The state attorney general’s office is prosecuting the separate case in which Silva is accused of killing Robert A. Orr, 53. Orr was shot in the head on Feb. 8, 2011, as he sat in a living room chair inside his Readfield home.

Silva is accused of then setting the house on fire.

Orr’s remains were discovered the next day as investigators sifted through the debris of the flattened Church Road home.

Silva and his girlfriend, Lindsay Spence, of Plymouth, Mass., had moved into Orr’s home a few weeks before the killing.

Silva has been in custody since he was arrested in his hometown of Carver, Mass., a day after the murder.

A Kennebec County grand jury in March 2011 indicted Silva on charges of murder, arson, robbery and theft. A trial on those charges has been delayed as two previous defense attorneys stopped representing Silva. His attorney, William Maselli, who has represented Silva since January, said his client is scheduled for a conference hearing Wednesday.

“We should have a better idea of where we are at after that,” Maselli said Friday.

Lt. Ryan Reardon, assistant jail administrator, said the investigation into Silva’s most recent activities is ongoing, and he is likely to face additional charges.

Silva’s alleged outburst on Thursday started in the recreation yard in response to general rules and policies, Reardon said.

“He threw a basketball at a corrections officer,” Reardon said.

Silva’s head-butt and threat occurred as officers took him to his cell, Reardon said. Silva was alone in his cell when he spread the feces. He was then moved to a cell where he could be restrained. Silva reportedly spit on a corrections officer during that process.

“We took the necessary steps to protect him,” Reardon said.

Silva’s alleged rampage continued Friday when he reportedly spat on another officer, again spread feces in his cell, tried to clog a toilet and attempted to break a sprinkler head.

“He’s a significant risk,” Reardon said. “He’s a documented violent offender.”

Silva in June 2011 complained about living conditions at the jail during an interview with the Kennebec Journal.
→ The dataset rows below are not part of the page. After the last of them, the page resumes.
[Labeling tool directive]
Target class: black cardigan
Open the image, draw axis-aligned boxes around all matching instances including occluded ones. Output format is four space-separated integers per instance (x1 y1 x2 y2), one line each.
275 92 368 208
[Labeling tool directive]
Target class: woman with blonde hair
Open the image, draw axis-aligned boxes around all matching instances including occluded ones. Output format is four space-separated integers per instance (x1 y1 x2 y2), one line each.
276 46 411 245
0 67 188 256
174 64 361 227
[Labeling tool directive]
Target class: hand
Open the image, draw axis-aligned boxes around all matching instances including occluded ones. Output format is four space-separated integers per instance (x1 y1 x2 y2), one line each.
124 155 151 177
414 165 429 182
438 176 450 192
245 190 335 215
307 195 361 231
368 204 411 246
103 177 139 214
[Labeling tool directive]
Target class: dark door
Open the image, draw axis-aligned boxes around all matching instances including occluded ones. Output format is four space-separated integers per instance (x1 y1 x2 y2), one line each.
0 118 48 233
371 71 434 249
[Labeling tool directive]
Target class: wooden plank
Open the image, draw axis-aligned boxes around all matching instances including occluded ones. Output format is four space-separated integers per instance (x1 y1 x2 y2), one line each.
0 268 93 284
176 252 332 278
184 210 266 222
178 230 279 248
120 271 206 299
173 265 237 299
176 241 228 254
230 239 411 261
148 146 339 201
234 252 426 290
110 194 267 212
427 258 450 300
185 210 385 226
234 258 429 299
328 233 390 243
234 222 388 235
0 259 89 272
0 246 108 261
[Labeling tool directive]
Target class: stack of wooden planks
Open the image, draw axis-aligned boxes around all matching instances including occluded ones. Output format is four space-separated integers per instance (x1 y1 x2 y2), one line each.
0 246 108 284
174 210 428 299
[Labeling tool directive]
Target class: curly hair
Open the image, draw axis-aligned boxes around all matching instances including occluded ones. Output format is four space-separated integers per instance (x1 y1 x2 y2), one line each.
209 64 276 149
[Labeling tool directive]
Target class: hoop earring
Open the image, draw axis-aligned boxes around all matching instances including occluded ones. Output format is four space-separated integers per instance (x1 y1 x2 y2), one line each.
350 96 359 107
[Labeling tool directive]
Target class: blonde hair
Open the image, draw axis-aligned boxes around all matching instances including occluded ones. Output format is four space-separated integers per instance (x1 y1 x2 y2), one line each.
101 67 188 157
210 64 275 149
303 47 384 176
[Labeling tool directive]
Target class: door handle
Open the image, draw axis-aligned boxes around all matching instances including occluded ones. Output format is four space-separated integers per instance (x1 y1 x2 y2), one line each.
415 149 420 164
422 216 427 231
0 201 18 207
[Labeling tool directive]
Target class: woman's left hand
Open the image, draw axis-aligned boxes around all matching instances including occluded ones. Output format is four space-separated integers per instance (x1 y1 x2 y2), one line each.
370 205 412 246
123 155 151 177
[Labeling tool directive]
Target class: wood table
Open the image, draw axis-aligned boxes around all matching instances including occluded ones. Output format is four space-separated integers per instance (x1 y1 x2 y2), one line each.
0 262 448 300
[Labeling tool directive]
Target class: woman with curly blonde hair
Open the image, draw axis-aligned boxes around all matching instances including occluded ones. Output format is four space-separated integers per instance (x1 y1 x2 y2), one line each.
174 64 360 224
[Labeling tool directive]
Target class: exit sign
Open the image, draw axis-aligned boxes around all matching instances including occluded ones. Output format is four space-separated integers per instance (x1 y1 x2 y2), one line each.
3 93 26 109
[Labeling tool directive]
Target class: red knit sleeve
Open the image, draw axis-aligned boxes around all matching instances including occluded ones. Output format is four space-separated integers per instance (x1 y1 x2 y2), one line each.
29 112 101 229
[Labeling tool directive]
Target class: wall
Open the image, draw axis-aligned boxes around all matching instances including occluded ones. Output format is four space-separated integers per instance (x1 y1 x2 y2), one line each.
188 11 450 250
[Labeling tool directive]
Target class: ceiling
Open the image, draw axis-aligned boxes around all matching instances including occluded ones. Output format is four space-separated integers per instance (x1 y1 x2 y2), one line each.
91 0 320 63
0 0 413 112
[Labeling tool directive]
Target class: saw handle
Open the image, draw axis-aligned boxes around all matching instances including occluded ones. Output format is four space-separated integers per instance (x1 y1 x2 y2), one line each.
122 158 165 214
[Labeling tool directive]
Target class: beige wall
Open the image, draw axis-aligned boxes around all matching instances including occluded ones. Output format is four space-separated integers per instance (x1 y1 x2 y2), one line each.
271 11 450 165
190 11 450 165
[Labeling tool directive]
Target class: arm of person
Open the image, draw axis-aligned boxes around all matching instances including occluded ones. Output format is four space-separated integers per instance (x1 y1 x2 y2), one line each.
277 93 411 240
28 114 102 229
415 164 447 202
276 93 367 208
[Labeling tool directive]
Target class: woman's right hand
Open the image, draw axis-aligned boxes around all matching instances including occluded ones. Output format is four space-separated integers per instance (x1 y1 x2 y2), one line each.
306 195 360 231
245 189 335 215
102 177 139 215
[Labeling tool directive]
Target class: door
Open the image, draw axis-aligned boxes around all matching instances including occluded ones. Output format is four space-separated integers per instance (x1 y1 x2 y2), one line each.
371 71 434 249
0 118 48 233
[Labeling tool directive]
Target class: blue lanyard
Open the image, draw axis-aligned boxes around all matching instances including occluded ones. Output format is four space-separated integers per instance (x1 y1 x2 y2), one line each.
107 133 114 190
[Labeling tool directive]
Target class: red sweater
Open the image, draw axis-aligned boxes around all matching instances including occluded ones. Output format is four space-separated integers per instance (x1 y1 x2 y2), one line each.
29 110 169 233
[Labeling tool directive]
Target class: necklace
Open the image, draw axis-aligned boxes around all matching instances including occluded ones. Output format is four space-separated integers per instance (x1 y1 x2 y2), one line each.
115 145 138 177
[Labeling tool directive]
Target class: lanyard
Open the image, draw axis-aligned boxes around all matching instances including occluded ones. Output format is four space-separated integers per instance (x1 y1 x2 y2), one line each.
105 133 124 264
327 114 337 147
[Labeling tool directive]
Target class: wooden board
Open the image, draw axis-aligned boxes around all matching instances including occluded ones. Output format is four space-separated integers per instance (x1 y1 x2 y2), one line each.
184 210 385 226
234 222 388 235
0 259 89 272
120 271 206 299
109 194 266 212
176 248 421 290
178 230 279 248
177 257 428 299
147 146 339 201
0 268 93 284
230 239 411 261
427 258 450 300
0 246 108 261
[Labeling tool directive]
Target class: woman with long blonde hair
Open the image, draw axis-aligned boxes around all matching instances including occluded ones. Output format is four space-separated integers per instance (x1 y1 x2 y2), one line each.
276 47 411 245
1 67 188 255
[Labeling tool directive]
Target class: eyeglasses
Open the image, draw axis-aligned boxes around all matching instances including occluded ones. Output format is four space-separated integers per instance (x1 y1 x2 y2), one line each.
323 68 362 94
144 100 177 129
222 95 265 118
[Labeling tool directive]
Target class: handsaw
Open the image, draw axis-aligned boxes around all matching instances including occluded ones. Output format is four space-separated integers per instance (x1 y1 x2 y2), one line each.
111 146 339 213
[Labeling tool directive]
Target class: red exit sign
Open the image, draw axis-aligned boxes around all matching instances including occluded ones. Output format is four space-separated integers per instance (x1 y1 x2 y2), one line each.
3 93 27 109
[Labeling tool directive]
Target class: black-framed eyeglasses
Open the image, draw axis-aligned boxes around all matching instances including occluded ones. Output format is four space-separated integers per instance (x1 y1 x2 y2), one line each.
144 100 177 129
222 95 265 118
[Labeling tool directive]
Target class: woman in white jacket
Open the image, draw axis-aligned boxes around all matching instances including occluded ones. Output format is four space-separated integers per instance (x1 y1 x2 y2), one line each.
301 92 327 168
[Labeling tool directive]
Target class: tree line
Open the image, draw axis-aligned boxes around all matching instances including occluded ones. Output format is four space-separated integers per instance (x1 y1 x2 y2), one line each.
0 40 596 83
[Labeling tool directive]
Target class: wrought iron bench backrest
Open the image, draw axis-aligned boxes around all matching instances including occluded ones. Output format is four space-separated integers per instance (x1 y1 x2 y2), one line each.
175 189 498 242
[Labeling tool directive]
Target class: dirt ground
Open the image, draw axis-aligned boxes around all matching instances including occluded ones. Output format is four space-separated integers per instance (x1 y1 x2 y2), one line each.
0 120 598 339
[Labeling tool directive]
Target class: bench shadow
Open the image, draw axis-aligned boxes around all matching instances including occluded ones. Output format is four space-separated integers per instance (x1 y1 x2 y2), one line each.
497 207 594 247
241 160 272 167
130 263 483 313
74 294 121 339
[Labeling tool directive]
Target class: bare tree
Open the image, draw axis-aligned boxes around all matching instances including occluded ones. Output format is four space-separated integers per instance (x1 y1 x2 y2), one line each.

He said his longest stretch of freedom since turning 16 occurred between 2008 — when he was released from a California prison after being convicted of false imprisonment with violence — and his February 2011 arrest on the murder charge.

“It doesn’t suit my needs,” Silva said of the jail. “It’s a real small facility. I’m used to big facilities.”

Silva, a white supremacist who has the tattoos SKIN HEAD on his knuckles and “We must secure the existence of our people and a future for white children” on his arm, is classified as a maximum security inmate because of the charges he faces, his criminal history and his behavior in jail.

Kennebec County Chief Deputy Everett Flannery said last year that Silva was trying to find ways to be moved to a different facility. Reardon believes the most recent behavior represents a renewal of that attempt to be moved elsewhere.

Silva was sent to the Maine State Prison in Warren at one point, but was later returned to Kennebec County, Reardon said.

“We have the staff to manage him,” Reardon said. “He would be getting the same treatment anywhere based on Department of Corrections standards.”

Reardon said Silva has not been fiercely violent toward corrections officers, but knows how to provoke and cause substantial havoc.

“He has pronounced institutional behavior,” Reardon said. “He knows what to do to get these reactions.”